Andross’s eyes flashed. “My reasons are my own. Perhaps if you win, you’ll find out what they are. I don’t know. That’s what makes it such very, very good bait. I mean, such a very good wager.”

“What’s the price of defeat?” Kip asked.

A cat who’d stolen your dinner couldn’t have grinned with the mixture of malevolence and self-satisfaction that Andross showed. “You lose, and I’ll show you another card. You’ll View it for me and tell me everything you see.”

“That . . . doesn’t sound that bad,” Kip said.

“Well, then, you win, win or lose.” Andross voice was so blithely pleasant, it could have been honey and melted butter.

Which was all the evidence Kip needed that it was covering the taste of arsenic.

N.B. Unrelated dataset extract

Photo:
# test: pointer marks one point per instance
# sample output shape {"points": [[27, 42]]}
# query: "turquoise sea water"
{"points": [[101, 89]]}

Andross Guile would never offer uneven stakes that were tilted toward his opponent.

Kip wanted to think, How bad can it be?

But he remembered the card The Butcher of Aghbalu. He remembered the months of nightmares he’d had from watching the massacre unfold—no, not just watching but partaking in it, over and over. What if the card was one of
those
cards?

But it was his father against that.

Did it matter now? Kip wasn’t going to be able to save him. But Karris deserved to know. The Blackguard deserved to know. Someone might help him, even if it wasn’t Kip.

“Ah, one further stipulation,” Andross said. “Whichever way the game goes, you have to View whichever card you get, and you have to answer my questions about it.”

“So you win, win or lose, too,” Kip said.

“Yes, isn’t it nice that we can play a game so mutually beneficial?”

“Why do you want me to do this?” Kip asked.

“My son has a knack for showing up at the last moment and wrecking all sorts of plans. Usually the enemy’s, but not always. Either card you View might tell us my son’s location. Should he arrive quite suddenly in the next day or so, I should like very much to make sure that I enact the correct plan for this most important Sun Day.”